I have some pre-processor definitions that make storing UI text easy in a single array (see below). Also makes supporting other languages less cumbersome.
#define DECLARE_STRING_ENUM_FST(name, value) name
#define DECLARE_STRING_ENUM_SND(name, value) value
#define DECLARE_STRING_ENUM(name, macro) \
typedef enum name { macro(DECLARE_STRING_ENUM_FST) } name; \
static const char* name##_sztable[] = { macro(DECLARE_STRING_ENUM_SND) }; \
// this is a string table usage
#define MSG_ENUM_(X) \
X(STR_ONE, "One"), \
X(STR_TWO, "Two"), \
X(STR_THREE, "Three"), \
X(STR_PRESS_ENTER, "Press Enter")
// the actual declaration is here
DECLARE_STRING_ENUM(menu, MSG_ENUM_)
the result is an array of strings and an enum representing indexes in the array.
However, since it is an array of pointers to constant char*, it takes up ram which is very scarce on this device.
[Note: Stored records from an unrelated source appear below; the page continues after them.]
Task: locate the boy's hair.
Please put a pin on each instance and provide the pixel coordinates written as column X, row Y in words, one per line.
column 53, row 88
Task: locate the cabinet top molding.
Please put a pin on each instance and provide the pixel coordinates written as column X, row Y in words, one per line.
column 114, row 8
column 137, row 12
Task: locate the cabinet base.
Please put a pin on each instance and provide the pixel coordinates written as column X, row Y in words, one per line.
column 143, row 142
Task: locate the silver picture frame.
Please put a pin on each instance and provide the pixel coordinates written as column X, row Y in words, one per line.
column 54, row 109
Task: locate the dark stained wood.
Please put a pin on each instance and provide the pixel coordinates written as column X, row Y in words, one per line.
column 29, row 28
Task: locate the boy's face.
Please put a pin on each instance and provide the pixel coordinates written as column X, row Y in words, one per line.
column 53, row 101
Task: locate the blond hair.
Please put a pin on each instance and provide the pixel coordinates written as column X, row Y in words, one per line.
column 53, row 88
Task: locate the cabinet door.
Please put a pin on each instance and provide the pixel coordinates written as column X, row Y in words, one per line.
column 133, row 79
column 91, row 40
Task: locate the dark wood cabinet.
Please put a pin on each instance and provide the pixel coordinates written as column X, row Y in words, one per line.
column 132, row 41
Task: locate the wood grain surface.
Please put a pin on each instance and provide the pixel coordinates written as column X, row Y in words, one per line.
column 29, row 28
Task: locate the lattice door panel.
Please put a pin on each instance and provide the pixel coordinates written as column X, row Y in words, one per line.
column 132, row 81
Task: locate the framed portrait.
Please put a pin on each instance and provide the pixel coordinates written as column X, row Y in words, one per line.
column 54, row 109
The couple of large string tables in the program are taking up ~30% of the available RAM. so this can't be ignored.
Dependency of RAM would go to zero if the enum values were starting positions of the null-terminated sub-strings in one large const char string stored in code space.
i.e:
menu_sztable[] = "One\0Two\0Three\0Press Enter\0";
STR_ONE -> 0
STR_TWO -> 4
STR_Three -> 8
STR_PressEnter -> 14
Is there a clever way to use the C-Preprocessor to make this? I'd like to avoid building up the enum manually or having to to write a pre-build command program that converts the arrays.
static const char* const name##_sztable[] = /* ... */which should put the array of pointers into ROM with most embedded device tool chains (assuming that ROM/flash space isn't an issue as well)?